Por: Alberto García Watson
El reciente “acuerdo de paz” auspiciado por la administración Trump constituye, en rigor, un documento unilateral de anexión en favor de Israel. No ofrece soberanía, ni fronteras, ni autodeterminación al pueblo palestino. Se limita a reempaquetar la ocupación en términos más digeribles para la prensa internacional, lo que antes se llamó “Paz” bajo Bill Clinton ahora se llama “Seguridad” bajo Trump. Pero el contenido es idéntico, Palestina fragmentada, reducida a enclaves desconectados, sin control territorial ni derecho al retorno.
Lo más preocupante de este marco no es solo su carácter excluyente, sino la matriz ideológica que lo sustenta, la persistencia del sionismo político en invocar un principio de legitimidad divina como fundamento territorial. Resulta paradójico que un movimiento esencialmente laico y político, nacido en la Europa de finales del siglo XIX, se refugie en una justificación religiosa medieval para imponer la colonización. Bajo esta lógica, no se trata de fronteras negociadas ni de acuerdos bilaterales, sino de un proyecto expansionista que se autoproclama eterno y que se articula en torno al mito del “Gran Israel”.
El derecho internacional ha sido explícito al respecto. La Resolución 242 (1967) del Consejo de Seguridad exige la retirada de Israel de los territorios ocupados, la Resolución 338 (1973) reafirma este principio y más recientemente, la Resolución 2334 (2016) reitera que los asentamientos israelíes en territorios palestinos carecen de toda validez legal y constituyen una flagrante violación del derecho internacional. Pese a ello, Israel ha respondido con la sistemática expansión de colonias, la consolidación de un régimen de Apartheid territorial y en 2025, con la anexión de Cisjordania aprobada por la Knesset, en abierta contravención de la Carta de Naciones Unidas y de los Convenios de Ginebra.
La contradicción es evidente: mientras la comunidad internacional reitera que no se puede adquirir territorio por la fuerza, Israel naturaliza ese principio como política de Estado, disfrazándolo de negociación. Y mientras tanto, el pueblo palestino, auténtico pueblo autóctono, es forzado a aceptar su reducción a guetos administrativos, sin control de recursos, sin derecho de retorno y sin capital política en Al-Quds (Jerusalén).
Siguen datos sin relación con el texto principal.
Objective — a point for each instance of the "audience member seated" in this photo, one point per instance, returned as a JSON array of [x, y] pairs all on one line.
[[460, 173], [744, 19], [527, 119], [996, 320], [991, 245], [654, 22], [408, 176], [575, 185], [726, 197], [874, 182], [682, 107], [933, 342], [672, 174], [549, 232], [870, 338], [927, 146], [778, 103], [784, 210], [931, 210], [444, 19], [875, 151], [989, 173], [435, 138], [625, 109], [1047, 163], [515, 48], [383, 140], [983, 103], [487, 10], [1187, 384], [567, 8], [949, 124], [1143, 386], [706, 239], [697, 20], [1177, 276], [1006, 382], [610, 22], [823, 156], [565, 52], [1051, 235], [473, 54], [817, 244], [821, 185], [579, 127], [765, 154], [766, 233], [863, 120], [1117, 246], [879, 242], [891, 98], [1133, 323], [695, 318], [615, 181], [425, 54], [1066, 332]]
El peligro de este escenario radica en que el sionismo no se presenta como una doctrina coyuntural, sino como un ADN político cuyo horizonte último no se limita a Cisjordania o Gaza, sino a la expansión ilimitada. De ahí que la resistencia no pueda permitirse el lujo de la ingenuidad. La historia reciente demuestra que cada vez que se confió en promesas mediadas por Washington, el resultado fue mayor pérdida territorial y mayor subordinación política.
Por ello, resulta imprescindible, por no decir perentorio, que tanto la resistencia palestina como la libanesa no cometan la torpeza histórica de abandonar las armas mientras el enemigo persista en sostener el sionismo como núcleo de un proyecto expansionista y criminal. Solo el abandono explícito por parte de Israel de esta doctrina colonialista podría abrir la puerta a una paz verdadera. Todo lo demás seguirá siendo un espejismo diseñado para consolidar, bajo la retórica de la reconciliación, una ocupación sin fin.